Are you an intern?? Like in Grey’s Anatomy?
No. I’m a medical student.
What year are you?
So then how many years until you’re done?
One more year after this
And how many years for training?
Depends on what I specialize in
So then what do you want to specialize in?
I don’t really know
How are you liking it here so far?
(If the attending is not in the room): It’s good, I like it
(If the attending is in the room): It’s great, I love it!

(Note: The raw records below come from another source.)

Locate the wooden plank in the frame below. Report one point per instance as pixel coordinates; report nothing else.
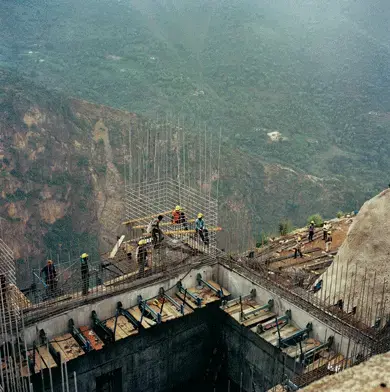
(165, 224)
(68, 345)
(308, 344)
(167, 313)
(58, 349)
(39, 363)
(146, 322)
(260, 318)
(285, 332)
(47, 357)
(127, 326)
(191, 231)
(247, 304)
(93, 339)
(189, 301)
(116, 247)
(270, 334)
(119, 333)
(217, 286)
(150, 217)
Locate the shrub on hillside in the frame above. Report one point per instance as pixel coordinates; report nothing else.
(317, 218)
(285, 227)
(263, 240)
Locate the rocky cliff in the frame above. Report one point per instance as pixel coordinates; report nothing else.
(62, 177)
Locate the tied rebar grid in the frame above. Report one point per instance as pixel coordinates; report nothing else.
(9, 305)
(147, 200)
(11, 343)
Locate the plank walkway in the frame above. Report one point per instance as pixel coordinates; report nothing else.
(90, 335)
(67, 347)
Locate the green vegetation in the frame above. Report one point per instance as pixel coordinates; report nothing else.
(285, 227)
(263, 240)
(317, 218)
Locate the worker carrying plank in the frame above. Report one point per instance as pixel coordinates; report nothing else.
(154, 229)
(311, 231)
(84, 272)
(178, 217)
(298, 248)
(200, 229)
(325, 229)
(50, 273)
(328, 241)
(141, 255)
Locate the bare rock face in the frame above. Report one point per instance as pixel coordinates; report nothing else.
(361, 269)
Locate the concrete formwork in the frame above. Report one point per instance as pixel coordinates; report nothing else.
(184, 349)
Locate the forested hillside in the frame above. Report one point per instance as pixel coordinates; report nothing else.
(300, 91)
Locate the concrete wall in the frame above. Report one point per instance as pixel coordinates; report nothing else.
(239, 284)
(106, 308)
(156, 360)
(253, 363)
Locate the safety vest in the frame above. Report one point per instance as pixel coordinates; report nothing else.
(176, 216)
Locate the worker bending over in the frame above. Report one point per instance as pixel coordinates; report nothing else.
(141, 255)
(200, 229)
(328, 241)
(50, 277)
(298, 248)
(325, 229)
(311, 231)
(84, 272)
(154, 229)
(178, 217)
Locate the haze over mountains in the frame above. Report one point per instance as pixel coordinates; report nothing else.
(315, 72)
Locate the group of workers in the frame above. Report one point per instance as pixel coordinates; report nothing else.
(50, 275)
(178, 217)
(327, 237)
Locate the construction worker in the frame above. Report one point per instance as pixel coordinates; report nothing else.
(328, 241)
(178, 217)
(84, 272)
(50, 277)
(325, 229)
(200, 229)
(141, 254)
(154, 229)
(311, 231)
(298, 248)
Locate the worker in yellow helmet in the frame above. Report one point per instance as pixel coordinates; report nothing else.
(141, 254)
(200, 229)
(178, 217)
(84, 272)
(328, 241)
(311, 231)
(298, 248)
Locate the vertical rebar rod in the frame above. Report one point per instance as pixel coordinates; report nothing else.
(75, 381)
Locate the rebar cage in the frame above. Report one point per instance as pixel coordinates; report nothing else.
(146, 200)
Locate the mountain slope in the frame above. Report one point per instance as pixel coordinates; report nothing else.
(62, 176)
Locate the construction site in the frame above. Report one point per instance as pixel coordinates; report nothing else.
(166, 309)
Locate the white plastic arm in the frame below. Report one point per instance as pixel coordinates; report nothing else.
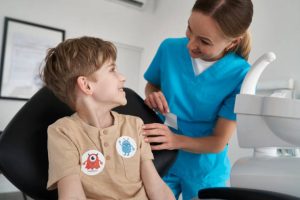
(252, 77)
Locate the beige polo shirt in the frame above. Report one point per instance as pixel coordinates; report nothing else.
(108, 160)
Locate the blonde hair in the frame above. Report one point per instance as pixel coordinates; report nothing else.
(233, 17)
(71, 59)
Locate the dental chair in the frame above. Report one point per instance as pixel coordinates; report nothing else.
(266, 124)
(23, 143)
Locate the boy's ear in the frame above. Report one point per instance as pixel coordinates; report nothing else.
(84, 85)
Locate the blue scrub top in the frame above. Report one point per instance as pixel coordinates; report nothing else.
(198, 101)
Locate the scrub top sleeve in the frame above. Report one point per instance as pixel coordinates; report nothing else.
(63, 156)
(153, 73)
(227, 109)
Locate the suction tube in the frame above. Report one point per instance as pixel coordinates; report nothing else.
(252, 77)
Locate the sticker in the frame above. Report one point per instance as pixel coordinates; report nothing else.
(126, 146)
(93, 162)
(171, 120)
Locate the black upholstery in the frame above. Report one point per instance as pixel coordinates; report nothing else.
(233, 193)
(23, 143)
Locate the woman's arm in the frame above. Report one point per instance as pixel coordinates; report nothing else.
(155, 188)
(70, 188)
(215, 143)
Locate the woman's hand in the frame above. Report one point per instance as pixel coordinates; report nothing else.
(161, 134)
(155, 99)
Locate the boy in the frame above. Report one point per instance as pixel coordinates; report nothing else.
(96, 153)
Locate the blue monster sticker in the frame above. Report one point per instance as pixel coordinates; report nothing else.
(126, 146)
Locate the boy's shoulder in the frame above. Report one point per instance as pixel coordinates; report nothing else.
(67, 121)
(123, 118)
(175, 41)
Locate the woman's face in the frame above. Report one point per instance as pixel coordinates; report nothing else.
(206, 40)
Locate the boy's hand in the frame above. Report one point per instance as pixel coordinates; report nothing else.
(158, 102)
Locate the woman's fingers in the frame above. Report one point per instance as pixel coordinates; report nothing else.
(157, 101)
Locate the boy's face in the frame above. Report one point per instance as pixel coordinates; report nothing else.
(108, 84)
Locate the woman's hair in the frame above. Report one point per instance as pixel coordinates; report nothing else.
(233, 17)
(71, 59)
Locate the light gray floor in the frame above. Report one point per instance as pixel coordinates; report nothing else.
(8, 191)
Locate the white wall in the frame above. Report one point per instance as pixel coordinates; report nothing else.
(99, 18)
(276, 27)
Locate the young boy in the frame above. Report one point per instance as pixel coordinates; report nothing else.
(96, 153)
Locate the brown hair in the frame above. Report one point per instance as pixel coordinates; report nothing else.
(233, 17)
(71, 59)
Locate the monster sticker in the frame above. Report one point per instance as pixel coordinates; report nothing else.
(92, 162)
(126, 146)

We’re three months into rotations, about to start our fourth. I still haven’t had my “Ah-hah!” moment. I still don’t know what to do. In order to make myself feel a little productive, I’ve recently made a short list of things that I might consider doing:
- Emergency medicine
- Infectious disease
- Something surgical
The M4s are now in the midst of the residency application cycle. I’m going to be doing the same thing in less than a year and I don’t even know what to specialize in. Most people tell me to do IM because at least there are a bunch of fellowships I can sub-specialize in and if I end up not liking one thing then I can “just do another fellowship”. To be honest it doesn’t sound like the greatest idea to me. A student I rotated with said that I should do ortho because I “like to fix things”, and a patient of mine told me to do EM because I seem like I’ll become “the kind of doctor that doesn’t tolerate any BS” (thanks…I guess?). It kind of sucks not really knowing what to go into because I’m trying to figure out logistics for audition rotations and it’s kind of hard to do that if I don’t know what to audition in.
Anyway, I’ll just sit here and wait for my board scores. I guess if I do awful I’ll add psych onto my list.